Postmortem for July 27 outage of the Manta service

“There was a single 'DROP TRIGGER' query that was attempting to take an exclusive lock on the whole table. It appears that PostgreSQL blocks new attempts to take a shared lock while an exclusive lock is wanted.”
Incident #21 at Joyent on 2015/07/27 by The Joyent Team
Full report https://www.joyent.com/blog/manta-postmortem-7-27-2015
How it happened Vacuuming to prevent transaction id wraparound was automatically initiated by the PostgreSQL autovacuuming process. While that was running a ('drop trigger') transaction requested an exclusive lock, blocking until the autovacuuming process completed. Subsequent transactions (requesting a shared lock) blocked behind the 'drop trigger' request causing failures and high latency.
Architecture An API layer that calls multiple sharded PostgreSQL databases.
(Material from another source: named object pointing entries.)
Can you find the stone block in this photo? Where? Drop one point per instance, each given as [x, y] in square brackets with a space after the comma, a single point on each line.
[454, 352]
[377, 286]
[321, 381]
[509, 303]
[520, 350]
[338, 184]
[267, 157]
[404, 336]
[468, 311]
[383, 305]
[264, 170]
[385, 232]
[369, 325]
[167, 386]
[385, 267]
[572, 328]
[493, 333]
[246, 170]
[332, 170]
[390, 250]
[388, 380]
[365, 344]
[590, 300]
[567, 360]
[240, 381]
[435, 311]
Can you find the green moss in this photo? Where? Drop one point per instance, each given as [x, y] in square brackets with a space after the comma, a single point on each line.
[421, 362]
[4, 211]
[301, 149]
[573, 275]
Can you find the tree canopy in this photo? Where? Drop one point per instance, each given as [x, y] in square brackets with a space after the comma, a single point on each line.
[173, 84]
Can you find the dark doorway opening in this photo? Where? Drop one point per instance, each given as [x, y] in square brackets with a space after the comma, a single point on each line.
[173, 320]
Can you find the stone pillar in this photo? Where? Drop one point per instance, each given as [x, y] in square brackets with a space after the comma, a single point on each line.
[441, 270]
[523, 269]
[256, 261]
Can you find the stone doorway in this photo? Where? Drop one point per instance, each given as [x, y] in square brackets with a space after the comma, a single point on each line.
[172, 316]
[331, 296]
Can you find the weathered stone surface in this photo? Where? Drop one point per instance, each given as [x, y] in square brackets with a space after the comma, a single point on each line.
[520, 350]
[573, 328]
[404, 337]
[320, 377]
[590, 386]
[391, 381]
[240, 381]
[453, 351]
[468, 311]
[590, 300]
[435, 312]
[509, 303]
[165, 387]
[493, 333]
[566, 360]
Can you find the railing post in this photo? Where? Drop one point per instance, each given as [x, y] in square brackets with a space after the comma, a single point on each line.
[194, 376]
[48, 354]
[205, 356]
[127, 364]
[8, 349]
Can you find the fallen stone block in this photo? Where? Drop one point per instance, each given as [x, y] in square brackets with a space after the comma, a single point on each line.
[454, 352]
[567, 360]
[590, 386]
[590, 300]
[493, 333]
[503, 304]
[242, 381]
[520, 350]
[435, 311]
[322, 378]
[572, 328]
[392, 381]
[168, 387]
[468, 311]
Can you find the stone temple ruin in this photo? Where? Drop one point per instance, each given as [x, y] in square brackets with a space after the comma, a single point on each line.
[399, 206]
Each shard is a three-node PostgreSQL cluster using synchronous replication.
Technologies PostgreSQL
Root cause During a particular database maintenance operation (vacuuming to prevent transaction id wraparound) any transaction that requests an exclusive lock is blocked and subsequent requests for a shared lock are blocked.
Failure All transactions on one table on one shard were blocked.
Impact API clients experienced high-latency failures (500-level responses) for between 19% and 27% for requests.
Mitigation Retune the threshold at which "vacuuming to prevent transaction id wraparound" occurs, temporarily opting to monitor transaction metrics and manually initiate the database maintenance process.